Optimizing 360 photos at scale

People have uploaded more than 70 million 360 photos to Facebook since we launched the feature last year. Facebook enables multiple methods for capturing 360 photos and videos, which allow people to share immersive experiences with their communities. If you own a dedicated 360 camera, like the Ricoh Theta S or the Giroptic iO, you can post from the camera directly to Facebook. And now most high-end Android and iOS smartphones have cameras with a panorama mode that can be used for 360 photo capture.

Facebook has developed and deployed several technologies in the past year to optimize the way people create and share 360 content, including 360 capture, 360 video stabilization, and reengineering how we store high-resolution media. Most recently, we’ve been exploring using deep neural nets for automatically reorienting 360 photos, which aims to bring more realistic immersive experiences directly to people’s phones.

Creating high-resolution 360 photos

We recently announced a new capability directly in the Facebook app that allows people to capture a full 360 scene with a novel, unconstrained sweeping UI. The video below shows the Facebook 360 capture in action.

360 photos tend to be much larger files than traditional photos, so one of our challenges was to allow people to scroll quickly through their News Feed when it included a 360 photo, while also making the full-resolution version of the photo available if they stopped to explore it by tilting, panning, or zooming. Delivering the full-resolution photo immediately could stall new content from populating as people scroll, as well as use large amounts of memory to process the photo.

Faced with these challenges, we reengineered Facebook’s photo infrastructure to allow for “tiled” storage and serving of photo content.

Each 360 photo is converted to a cube map, similar to an early approach we used for 360 videos. These cube maps in turn are stored at multiple resolutions, and each of these resolutions is split into small, individual 512×512 images. When a 360 photo comes into view, we calculate which resolution and which tiles are necessary to render the current window. If the current resolution is not available, we temporarily render a lower-resolution representation while waiting for the network to deliver the high-res content. We continually redo this calculation as the person pans and zooms inside the 360 photo. These changes allow us to display photos with hundreds of megapixels with no perceived change in performance.

Deep neural nets for 360 photos

The tens of millions of public 360 photos uploaded to Facebook provide a powerful new data set to help improve our products. The 360 data itself can be used in conjunction with machine learning approaches to create better experiences for people.

One of the most basic features of a 360 photo that breaks realism is when it is captured while the camera is not level and the resulting image rotation is not corrected.
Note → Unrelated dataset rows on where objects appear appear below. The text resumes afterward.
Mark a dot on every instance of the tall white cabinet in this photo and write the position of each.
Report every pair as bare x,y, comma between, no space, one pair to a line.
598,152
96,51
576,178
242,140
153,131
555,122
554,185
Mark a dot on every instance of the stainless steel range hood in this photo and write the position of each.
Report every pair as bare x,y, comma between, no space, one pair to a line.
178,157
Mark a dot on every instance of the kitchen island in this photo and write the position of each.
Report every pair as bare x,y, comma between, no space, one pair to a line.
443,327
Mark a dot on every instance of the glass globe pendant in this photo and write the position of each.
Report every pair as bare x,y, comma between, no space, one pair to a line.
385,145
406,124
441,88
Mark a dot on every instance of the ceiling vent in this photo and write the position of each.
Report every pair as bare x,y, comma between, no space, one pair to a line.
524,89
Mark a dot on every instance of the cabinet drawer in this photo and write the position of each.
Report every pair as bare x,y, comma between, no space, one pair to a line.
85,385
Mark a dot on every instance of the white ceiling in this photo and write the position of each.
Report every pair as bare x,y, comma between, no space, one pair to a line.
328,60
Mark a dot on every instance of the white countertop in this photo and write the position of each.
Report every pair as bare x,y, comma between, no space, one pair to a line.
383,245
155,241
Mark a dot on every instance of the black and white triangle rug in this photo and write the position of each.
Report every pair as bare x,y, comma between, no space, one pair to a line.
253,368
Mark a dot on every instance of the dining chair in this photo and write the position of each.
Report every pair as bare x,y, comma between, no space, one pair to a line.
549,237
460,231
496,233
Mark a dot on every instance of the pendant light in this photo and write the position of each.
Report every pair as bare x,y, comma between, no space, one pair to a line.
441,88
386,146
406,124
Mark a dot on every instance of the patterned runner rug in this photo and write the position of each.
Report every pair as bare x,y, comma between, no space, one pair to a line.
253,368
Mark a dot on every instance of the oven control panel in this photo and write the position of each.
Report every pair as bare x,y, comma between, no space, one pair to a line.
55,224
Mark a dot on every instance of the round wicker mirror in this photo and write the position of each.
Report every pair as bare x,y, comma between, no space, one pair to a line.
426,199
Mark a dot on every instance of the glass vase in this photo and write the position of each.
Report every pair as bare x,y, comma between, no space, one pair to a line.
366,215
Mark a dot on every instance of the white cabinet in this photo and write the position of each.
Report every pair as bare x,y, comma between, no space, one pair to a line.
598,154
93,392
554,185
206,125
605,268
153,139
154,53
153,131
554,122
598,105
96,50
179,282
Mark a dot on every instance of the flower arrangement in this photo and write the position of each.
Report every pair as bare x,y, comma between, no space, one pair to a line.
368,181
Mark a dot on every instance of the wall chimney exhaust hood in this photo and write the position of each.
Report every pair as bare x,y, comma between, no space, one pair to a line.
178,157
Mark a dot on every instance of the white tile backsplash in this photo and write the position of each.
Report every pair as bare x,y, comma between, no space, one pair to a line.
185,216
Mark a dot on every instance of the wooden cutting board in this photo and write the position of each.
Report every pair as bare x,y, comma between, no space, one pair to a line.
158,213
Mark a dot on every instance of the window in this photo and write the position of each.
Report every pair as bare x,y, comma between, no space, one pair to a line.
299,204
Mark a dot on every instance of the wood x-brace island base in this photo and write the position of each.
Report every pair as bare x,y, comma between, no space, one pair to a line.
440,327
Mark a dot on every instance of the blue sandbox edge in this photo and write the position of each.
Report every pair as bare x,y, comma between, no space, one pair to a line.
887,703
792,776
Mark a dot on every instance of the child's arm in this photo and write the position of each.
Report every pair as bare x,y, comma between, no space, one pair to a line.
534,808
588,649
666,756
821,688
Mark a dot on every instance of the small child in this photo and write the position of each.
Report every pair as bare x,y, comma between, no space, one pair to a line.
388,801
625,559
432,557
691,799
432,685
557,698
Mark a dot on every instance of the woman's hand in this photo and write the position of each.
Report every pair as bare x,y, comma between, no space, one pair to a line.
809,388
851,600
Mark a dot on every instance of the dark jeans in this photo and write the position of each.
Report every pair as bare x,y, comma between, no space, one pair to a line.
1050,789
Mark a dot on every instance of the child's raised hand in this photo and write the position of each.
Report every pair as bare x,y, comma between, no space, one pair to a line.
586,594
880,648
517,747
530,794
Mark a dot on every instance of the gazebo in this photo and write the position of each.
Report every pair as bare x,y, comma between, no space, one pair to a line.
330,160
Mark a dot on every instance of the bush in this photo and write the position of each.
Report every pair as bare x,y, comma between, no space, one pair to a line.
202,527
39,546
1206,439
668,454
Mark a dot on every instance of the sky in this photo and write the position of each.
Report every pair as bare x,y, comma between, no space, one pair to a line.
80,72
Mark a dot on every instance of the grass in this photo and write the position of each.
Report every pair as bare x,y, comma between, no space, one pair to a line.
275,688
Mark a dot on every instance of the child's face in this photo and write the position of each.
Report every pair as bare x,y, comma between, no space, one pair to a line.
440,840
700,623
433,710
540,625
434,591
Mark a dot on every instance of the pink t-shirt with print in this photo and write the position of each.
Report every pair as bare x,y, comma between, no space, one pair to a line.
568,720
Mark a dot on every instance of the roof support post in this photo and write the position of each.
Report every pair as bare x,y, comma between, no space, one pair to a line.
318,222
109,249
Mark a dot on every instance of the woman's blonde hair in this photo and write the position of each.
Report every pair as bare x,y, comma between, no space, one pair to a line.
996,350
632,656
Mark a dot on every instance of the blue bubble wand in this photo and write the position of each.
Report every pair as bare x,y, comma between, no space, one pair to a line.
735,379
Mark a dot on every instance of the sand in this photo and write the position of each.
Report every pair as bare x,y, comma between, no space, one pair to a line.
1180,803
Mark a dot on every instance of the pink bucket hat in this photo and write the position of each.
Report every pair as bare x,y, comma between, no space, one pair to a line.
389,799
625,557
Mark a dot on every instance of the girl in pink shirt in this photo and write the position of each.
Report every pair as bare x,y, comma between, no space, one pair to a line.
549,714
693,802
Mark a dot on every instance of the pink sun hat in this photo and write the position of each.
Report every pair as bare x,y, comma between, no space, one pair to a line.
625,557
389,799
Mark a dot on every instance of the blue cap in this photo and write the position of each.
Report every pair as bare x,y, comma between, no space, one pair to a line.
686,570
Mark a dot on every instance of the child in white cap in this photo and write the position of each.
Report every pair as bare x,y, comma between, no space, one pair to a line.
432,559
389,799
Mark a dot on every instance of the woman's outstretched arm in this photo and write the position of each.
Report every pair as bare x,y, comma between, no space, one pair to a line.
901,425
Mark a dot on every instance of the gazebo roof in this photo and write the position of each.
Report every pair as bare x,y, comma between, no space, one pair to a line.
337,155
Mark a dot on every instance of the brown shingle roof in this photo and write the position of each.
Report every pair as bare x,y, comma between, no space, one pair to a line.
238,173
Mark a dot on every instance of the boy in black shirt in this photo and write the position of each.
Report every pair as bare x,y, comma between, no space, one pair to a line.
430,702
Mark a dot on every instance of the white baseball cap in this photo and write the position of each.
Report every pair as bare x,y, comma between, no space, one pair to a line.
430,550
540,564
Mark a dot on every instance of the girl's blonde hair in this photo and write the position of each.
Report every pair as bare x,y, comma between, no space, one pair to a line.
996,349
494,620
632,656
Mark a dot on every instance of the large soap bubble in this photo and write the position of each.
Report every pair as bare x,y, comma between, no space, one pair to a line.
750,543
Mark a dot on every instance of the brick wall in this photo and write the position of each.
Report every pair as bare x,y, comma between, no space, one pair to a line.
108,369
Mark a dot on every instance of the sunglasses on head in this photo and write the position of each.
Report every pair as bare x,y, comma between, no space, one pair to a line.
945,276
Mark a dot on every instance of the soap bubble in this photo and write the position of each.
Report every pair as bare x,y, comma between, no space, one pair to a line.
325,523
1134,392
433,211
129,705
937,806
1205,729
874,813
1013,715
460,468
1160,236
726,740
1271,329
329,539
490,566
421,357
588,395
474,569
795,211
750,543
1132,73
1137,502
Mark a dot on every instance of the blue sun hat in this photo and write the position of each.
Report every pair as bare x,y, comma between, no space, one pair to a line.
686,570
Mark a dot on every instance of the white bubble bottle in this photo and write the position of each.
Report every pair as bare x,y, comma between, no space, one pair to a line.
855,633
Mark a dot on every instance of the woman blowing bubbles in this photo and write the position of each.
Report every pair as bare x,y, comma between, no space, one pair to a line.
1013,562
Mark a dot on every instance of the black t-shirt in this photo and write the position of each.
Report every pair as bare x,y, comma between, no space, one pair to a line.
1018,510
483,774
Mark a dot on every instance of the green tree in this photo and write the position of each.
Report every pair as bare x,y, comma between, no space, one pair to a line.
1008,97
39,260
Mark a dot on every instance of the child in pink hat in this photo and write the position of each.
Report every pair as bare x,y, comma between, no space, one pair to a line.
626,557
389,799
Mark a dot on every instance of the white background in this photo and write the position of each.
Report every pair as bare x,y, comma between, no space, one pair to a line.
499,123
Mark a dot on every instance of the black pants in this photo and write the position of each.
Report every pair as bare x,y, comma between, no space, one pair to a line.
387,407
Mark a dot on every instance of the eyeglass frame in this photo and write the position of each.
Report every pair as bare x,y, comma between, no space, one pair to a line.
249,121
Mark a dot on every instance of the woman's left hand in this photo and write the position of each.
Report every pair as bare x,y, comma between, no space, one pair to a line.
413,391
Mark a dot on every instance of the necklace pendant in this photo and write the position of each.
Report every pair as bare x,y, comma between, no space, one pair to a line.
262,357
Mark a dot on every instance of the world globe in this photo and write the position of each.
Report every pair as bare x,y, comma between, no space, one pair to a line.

You can see an example of this below, where the camera was not held perfectly straight when taking the photo. This resulted in a tilted horizon, which completely breaks the sense of realism.

Fixing this kind of rotation with editing software is straightforward for traditional photos, but the same types of tools are not widely available for 360 photos, and correcting rotation on a sphere is much less intuitive. The rotation in a 360 photo is captured by two parameters — tilt and roll — shown in the diagram below. The third axis, yaw, affects the photo by changing the initial viewing heading, but it does not by itself induce a rotated scene. We wanted to develop a technique that automatically fixes the rotation caused by these movements.

We tackled the problem by using a well-known deep neural net (DNN) architecture, AlexNet, and applying several modifications. An example image that represents our training data, shown above, contains a full spherical environment (360×180 degrees) and uses an equirectangular projection. We assume that the geometric nature of the problem does not require color information, so our training data consists of monochrome images with a resolution of 256×128. AlexNet was designed to solve classification problems of more than 1,000 classes. Thus, the final fully connected layer had 4,096 inputs and 1,000 outputs. We instead cast ours as a regression problem, so our final layer has 4,096 inputs and two continuous value outputs of tilt and roll.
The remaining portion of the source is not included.